Why? Because everything from $0$ to $l-1$ appears twice and cancels in xor.

So quarry $i$ contributes

$$g_i = pref(x_i+m_i-1) \oplus pref(x_i-1).$$

Now we just need $pref(t)$ in $O(1)$.

Observation 3: the $pref(t)$ pattern

This is the classic xor-prefix pattern. Compute a few values:

$$\begin{aligned} pref(0)&=0 \\ pref(1)&=1 \\ pref(2)&=3 \\ pref(3)&=0 \\ pref(4)&=4 \\ pref(5)&=1 \end{aligned}$$

The answer depends only on $t \bmod 4$:

$$pref(t)= \begin{cases} t,& t\equiv 0 \pmod 4,\\ 1,& t\equiv 1 \pmod 4,\\ t+1,& t\equiv 2 \pmod 4,\\ 0,& t\equiv 3 \pmod 4. \end{cases}$$

One way to remember it: xor over every full block of four numbers vanishes:

$$(4k)\oplus(4k+1)\oplus(4k+2)\oplus(4k+3)=0.$$

So only the leftover tail matters.

Algorithm

For each quarry:

1. Let $l=x_i, \quad r=x_i+m_i-1.$
2. Compute $g_i = pref(r)\oplus pref(l-1).$
3. Accumulate $X \mathrel{\hat{=}} g_i.$

At the end:

• if $X \neq 0$, output tolik;
• otherwise output bolik.

Why this is correct

We can package the proof into three tiny lemmas.

Lemma 1

A Nim position is losing iff the xor of all pile sizes is $0$.

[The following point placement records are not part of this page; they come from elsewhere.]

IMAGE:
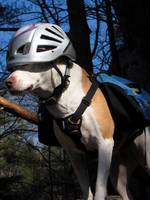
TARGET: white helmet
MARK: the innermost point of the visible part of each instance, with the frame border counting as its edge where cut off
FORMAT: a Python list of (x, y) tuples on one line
[(36, 43)]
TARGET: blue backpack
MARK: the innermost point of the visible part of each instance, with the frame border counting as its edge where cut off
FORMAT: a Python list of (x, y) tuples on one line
[(129, 103)]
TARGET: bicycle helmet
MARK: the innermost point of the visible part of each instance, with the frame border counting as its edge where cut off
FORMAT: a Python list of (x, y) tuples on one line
[(36, 43)]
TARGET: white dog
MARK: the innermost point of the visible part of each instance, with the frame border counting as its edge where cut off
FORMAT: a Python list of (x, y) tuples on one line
[(36, 60), (41, 59)]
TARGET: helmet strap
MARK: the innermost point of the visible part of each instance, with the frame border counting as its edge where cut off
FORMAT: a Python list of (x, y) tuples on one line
[(62, 86)]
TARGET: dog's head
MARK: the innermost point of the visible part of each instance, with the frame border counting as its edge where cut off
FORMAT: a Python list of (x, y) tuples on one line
[(36, 79), (30, 50)]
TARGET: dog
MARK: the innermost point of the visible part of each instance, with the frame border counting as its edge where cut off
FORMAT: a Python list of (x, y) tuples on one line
[(97, 127), (126, 161)]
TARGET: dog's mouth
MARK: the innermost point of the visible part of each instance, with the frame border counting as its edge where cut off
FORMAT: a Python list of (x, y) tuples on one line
[(29, 88)]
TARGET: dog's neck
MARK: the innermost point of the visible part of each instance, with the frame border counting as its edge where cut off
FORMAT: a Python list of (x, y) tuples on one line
[(71, 97)]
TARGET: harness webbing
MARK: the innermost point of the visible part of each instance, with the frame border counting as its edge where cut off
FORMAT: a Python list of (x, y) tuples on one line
[(86, 101)]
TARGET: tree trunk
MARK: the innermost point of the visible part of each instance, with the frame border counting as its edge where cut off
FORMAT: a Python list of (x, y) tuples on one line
[(18, 110), (80, 33)]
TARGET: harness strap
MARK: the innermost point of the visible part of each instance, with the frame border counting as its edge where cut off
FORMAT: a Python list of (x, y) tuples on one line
[(86, 101), (61, 87)]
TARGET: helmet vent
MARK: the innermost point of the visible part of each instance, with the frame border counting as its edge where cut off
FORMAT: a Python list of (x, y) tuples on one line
[(50, 38), (57, 30), (42, 48), (50, 31), (20, 49)]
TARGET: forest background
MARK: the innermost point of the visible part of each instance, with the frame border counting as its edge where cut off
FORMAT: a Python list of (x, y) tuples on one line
[(107, 34)]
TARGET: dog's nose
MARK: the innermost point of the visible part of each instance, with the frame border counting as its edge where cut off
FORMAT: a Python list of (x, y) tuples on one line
[(10, 82)]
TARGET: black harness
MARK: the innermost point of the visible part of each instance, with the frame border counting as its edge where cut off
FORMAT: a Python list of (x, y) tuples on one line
[(71, 125)]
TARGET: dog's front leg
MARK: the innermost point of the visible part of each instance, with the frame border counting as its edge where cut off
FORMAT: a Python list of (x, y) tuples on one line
[(78, 160), (105, 148)]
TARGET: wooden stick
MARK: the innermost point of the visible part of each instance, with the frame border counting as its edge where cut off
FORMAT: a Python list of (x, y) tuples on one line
[(18, 110)]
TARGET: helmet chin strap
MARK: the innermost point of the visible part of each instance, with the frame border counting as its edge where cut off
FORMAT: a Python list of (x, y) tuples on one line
[(62, 86)]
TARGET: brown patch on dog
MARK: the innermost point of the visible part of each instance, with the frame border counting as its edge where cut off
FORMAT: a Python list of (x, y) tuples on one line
[(100, 107)]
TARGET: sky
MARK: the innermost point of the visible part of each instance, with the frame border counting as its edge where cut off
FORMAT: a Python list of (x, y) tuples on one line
[(33, 17)]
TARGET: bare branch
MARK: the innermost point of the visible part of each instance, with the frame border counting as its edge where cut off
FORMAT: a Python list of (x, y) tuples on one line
[(18, 110)]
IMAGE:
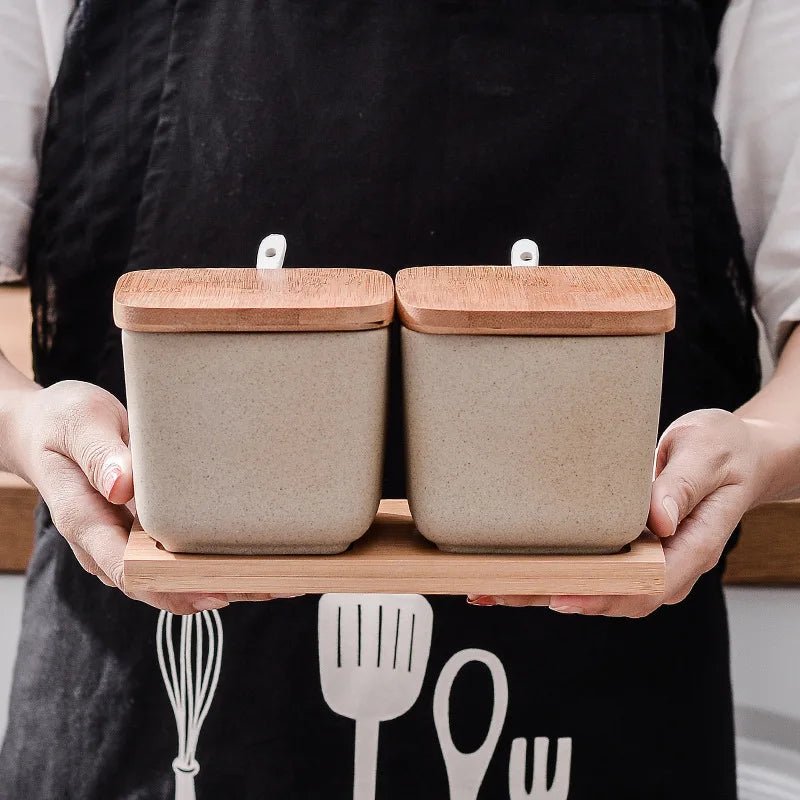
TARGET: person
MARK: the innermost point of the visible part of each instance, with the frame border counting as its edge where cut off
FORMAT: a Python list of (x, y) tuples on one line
[(386, 135)]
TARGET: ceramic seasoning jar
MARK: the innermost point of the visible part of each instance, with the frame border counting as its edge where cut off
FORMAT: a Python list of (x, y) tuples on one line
[(256, 402), (532, 402)]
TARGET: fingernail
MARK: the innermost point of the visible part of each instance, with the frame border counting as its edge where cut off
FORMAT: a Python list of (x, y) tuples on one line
[(480, 600), (110, 477), (567, 609), (671, 507), (209, 604)]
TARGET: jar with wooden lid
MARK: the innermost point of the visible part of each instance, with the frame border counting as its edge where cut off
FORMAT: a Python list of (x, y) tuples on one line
[(532, 400), (256, 402)]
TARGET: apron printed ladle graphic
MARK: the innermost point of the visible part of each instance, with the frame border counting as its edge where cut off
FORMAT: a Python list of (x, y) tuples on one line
[(373, 653), (465, 771)]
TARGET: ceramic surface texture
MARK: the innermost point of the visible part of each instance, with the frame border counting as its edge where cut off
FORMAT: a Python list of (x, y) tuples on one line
[(256, 442), (531, 444)]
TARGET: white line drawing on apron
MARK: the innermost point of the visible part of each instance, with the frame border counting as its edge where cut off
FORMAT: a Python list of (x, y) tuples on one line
[(465, 771), (190, 682), (373, 653), (559, 788)]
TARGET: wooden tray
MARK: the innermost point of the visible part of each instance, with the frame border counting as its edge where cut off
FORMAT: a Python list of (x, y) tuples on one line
[(392, 557)]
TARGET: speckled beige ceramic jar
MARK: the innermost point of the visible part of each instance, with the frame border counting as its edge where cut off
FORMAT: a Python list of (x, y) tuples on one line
[(532, 401), (256, 402)]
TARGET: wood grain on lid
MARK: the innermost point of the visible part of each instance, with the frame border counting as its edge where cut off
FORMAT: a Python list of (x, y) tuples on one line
[(181, 300), (554, 301)]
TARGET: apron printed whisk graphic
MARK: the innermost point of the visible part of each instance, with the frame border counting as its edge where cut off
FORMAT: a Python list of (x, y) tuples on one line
[(190, 678)]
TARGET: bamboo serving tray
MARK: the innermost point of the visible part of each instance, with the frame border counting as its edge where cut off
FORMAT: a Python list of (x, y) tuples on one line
[(392, 557)]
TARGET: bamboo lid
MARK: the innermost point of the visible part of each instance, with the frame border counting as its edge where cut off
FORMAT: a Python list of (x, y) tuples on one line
[(545, 301), (183, 300)]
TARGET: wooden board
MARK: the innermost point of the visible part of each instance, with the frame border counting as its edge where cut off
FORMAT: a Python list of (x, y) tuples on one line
[(17, 503), (554, 301), (15, 327), (181, 300), (392, 557)]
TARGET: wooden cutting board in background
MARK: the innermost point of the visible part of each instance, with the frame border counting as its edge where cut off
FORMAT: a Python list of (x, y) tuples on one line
[(17, 499), (768, 553)]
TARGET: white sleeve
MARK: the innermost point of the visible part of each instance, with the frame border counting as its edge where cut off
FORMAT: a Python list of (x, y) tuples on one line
[(31, 42), (758, 110)]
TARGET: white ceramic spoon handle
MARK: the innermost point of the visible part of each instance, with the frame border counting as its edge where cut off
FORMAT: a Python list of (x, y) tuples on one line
[(271, 252), (525, 253), (465, 771)]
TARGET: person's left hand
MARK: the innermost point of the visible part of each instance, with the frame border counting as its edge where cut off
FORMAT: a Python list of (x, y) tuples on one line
[(711, 467)]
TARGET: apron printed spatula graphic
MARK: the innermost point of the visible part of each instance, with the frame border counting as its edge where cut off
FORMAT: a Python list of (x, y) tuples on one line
[(373, 653)]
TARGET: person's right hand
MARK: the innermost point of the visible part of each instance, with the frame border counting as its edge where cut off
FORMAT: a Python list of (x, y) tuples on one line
[(71, 443)]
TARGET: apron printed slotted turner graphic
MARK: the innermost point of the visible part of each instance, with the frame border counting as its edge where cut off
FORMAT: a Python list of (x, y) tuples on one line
[(373, 653)]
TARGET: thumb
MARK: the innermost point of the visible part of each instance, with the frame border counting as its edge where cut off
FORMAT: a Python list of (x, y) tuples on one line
[(688, 472), (96, 442)]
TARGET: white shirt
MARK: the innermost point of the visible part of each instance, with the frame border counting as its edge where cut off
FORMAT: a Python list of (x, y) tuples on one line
[(758, 109)]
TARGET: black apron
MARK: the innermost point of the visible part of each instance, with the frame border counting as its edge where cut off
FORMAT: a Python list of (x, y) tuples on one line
[(382, 134)]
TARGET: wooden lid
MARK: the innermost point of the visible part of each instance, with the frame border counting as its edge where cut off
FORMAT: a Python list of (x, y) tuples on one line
[(546, 301), (181, 300)]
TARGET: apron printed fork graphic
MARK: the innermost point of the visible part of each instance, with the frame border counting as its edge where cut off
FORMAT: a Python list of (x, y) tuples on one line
[(559, 788)]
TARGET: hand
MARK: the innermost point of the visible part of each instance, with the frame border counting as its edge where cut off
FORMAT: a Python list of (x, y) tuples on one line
[(711, 467), (71, 441)]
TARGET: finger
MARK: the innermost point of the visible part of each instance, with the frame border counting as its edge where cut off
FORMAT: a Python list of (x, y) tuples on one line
[(692, 468), (256, 598), (95, 437), (510, 600), (89, 564), (634, 606), (695, 550)]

This is the standard theorem for normal-play Nim.

Lemma 2

For any $l \le r$,

$$l\oplus(l+1)\oplus\cdots\oplus r = pref(r)\oplus pref(l-1).$$

Proof.

$$pref(r)=0\oplus1\oplus\cdots\oplus(l-1)\oplus l\oplus\cdots\oplus r.$$

Xor this with

$$pref(l-1)=0\oplus1\oplus\cdots\oplus(l-1),$$

and the common prefix cancels. Done.

Lemma 3

For every $t \ge 0$,

$$pref(t)= \begin{cases} t,& t\equiv 0 \pmod 4,\\ 1,& t\equiv 1 \pmod 4,\\ t+1,& t\equiv 2 \pmod 4,\\ 0,& t\equiv 3 \pmod 4. \end{cases}$$

Proof. Check the first four values, then note the pattern repeats because each block of four consecutive integers xors to $0$.

From Lemma 2 and Lemma 3, each quarry’s contribution is computed correctly in $O(1)$. From Lemma 1, the final xor decides the winner. So the algorithm is correct.

Complexity

For each of the $n$ quarries we do only constant work.

• Time: $O(n)$
• Extra memory: $O(1)$

That’s it. The whole problem is basically “remember the xor-prefix formula and don’t panic because the numbers look huge.”